At NCTE we appreciate educators all year long—that’s our envious job. But we wanted to take a minute to express our gratitude for the many ways in which you inspire us to do our work each day.
I have been especially moved by fellow NCTE members’ devotion to the larger purpose and difficult craft of teaching, as a means of developing themselves profoundly, as human beings, and as a means of empowering their students to become the people they have the potential to be, the people we need them to be. Witnessing this, from professionals who face so many daily challenges to their time and spirit, has reaffirmed for me the depth of integrity, optimism, and generosity to be found among our nation’s teachers.
– Kelly Searsmith
I am astounded by the commitment and perseverance of the educators I meet through my work with the NCTE Intellectual Freedom Center.
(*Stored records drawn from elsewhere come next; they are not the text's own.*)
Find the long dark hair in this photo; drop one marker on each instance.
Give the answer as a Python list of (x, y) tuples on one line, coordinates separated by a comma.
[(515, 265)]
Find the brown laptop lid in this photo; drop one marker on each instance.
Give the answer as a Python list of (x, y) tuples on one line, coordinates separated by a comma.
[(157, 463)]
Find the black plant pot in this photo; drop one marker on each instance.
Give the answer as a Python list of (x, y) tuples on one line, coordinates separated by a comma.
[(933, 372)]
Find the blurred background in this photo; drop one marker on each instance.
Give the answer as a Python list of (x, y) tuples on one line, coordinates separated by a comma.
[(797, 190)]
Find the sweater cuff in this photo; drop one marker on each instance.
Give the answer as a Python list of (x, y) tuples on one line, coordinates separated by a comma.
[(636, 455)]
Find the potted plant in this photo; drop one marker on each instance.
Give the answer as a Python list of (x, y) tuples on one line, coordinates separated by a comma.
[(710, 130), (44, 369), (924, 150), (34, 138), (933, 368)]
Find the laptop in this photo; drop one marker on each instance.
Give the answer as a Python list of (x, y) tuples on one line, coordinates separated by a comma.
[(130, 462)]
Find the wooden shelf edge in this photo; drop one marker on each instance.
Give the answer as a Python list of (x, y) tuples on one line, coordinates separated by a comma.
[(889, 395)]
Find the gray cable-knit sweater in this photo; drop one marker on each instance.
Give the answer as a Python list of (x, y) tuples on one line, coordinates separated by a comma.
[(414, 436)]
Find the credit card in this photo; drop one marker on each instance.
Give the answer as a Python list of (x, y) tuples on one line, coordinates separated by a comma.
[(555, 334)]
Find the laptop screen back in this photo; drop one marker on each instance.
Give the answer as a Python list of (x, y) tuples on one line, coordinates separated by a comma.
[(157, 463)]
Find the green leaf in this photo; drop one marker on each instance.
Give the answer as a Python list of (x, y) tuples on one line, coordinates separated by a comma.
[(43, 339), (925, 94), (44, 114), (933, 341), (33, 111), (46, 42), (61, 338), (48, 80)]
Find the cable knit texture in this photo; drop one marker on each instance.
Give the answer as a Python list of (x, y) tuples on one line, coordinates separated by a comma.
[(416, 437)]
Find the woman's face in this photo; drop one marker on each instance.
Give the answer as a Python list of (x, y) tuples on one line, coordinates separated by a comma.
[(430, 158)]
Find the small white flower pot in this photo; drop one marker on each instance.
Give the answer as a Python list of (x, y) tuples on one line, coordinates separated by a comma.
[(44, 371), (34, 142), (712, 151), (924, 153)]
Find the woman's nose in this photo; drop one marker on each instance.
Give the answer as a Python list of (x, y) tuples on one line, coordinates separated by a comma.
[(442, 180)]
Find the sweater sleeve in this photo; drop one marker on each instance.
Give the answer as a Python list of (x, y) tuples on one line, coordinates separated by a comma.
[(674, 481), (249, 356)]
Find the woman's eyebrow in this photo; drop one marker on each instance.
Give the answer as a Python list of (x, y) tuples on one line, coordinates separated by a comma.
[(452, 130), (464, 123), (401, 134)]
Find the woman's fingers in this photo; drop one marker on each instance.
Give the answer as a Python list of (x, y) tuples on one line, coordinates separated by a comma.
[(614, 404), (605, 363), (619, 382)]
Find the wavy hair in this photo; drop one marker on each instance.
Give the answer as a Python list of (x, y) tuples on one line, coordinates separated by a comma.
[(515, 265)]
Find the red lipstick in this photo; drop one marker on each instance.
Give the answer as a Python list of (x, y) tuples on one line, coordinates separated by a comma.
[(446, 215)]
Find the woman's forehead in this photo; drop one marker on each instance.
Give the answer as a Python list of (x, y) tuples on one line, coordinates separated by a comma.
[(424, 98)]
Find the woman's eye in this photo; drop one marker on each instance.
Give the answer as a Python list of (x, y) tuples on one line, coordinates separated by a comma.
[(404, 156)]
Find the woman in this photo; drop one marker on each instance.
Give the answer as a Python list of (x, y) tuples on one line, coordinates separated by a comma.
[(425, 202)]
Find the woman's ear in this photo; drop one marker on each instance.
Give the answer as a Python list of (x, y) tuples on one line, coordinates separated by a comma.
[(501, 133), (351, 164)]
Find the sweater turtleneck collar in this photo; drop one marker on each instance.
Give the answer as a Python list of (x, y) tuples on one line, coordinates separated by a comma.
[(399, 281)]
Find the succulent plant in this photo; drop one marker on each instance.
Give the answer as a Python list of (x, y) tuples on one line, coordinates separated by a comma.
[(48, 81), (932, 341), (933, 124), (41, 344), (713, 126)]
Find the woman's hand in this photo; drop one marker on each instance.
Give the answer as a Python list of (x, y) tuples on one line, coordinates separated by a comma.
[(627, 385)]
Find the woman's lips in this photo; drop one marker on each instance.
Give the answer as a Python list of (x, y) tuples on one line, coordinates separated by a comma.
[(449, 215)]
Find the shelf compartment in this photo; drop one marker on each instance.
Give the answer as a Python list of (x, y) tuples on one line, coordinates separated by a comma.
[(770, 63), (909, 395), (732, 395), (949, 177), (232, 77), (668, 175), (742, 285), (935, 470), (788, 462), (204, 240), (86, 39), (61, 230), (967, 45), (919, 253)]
These educators’ objective is to give their students the best reads of their lives, reads that will help them think, walk in another’s shoes, learn. These educators keep their dedication through affronts to what any of us would call education and their eyes always on the learning they want for their students. These educators are important and they are my heroes!
– Millie Davis
I really appreciate the teachers who serve as peer reviewers for our book and journal article manuscripts. By doing this work–without pay, and in addition to their regular teaching, publishing, and service duties—they help ensure that high-quality scholarship continues to be published, thereby enriching ALL literacy teachers’ work.
– Kurt Austin
When I look across the schools, teams, and teachers I have had the privilege to learn from during my three years at NCTE, I see resilient innovators who confront challenges and address needs with the greatest level of resolve, teamwork, and creative know-how. Each new challenge becomes an opportunity to learn and to grow.
– Lara Hebert
I came to NCTE with a pre-existing appreciation for the huge difference that teachers make for their students and each other. What has come into focus since I joined the staff is how committed and effective many teachers are in advocating for change in their schools and communities, their states, and at the national level. Despite the tremendous time pressures they all face, teachers find a way to make their voices heard on behalf of their students for a more literate and more just society.
– Darren Cambridge
One of the reasons I love to attend our Annual Convention is because I get the chance to talk with thousands of teachers. They share about their classrooms and students and their communities. I always leave Convention reinvigorated from these conversations. It’s awesome to hear what our members are doing!
– Lisa Fink
Working here provides a different level of insight into the daily lives of educators—the good, the bad, and the ugly. It’s also convinced me that it takes an extremely strong person to be a teacher these days. I don’t know if I’d have what it takes!
– Emily Nafziger
So many teachers I meet are seeking ways to help/inspire/teach struggling students how to read/love reading or be passionate readers. Teachers are so generous with their time, their money and their resources. They will sacrifice so much so that their students thrive.
– Lu Ann McNabb
In my work on The Council Chronicle, I frequently ask educators if they’d be willing to be interviewed about the learning going on in their classrooms and schools. Even at the most chaotic times of the academic year, a typical response is “Sure, there are great things going on in my classroom/school and I’d welcome the chance to talk about them.” I find it really inspiring to work with educators who are not only doing the challenging work of teaching, but are willing to share their stories in the hope they’ll be useful to others.
– Felice Kaufmann
For the past two years I’ve attended an NCTE Convention session organized by Steve Zemelman to showcase teachers who speak out about valued aspects of their work and to encourage others to do the same. I’ve come away inspired each time, and in the process I learned about Beth Shaum’s blog, which offers marvelous examples of teachers reaching out. The title, Use Your Outside Voice Because Teachers Need to Be Heard, says it all.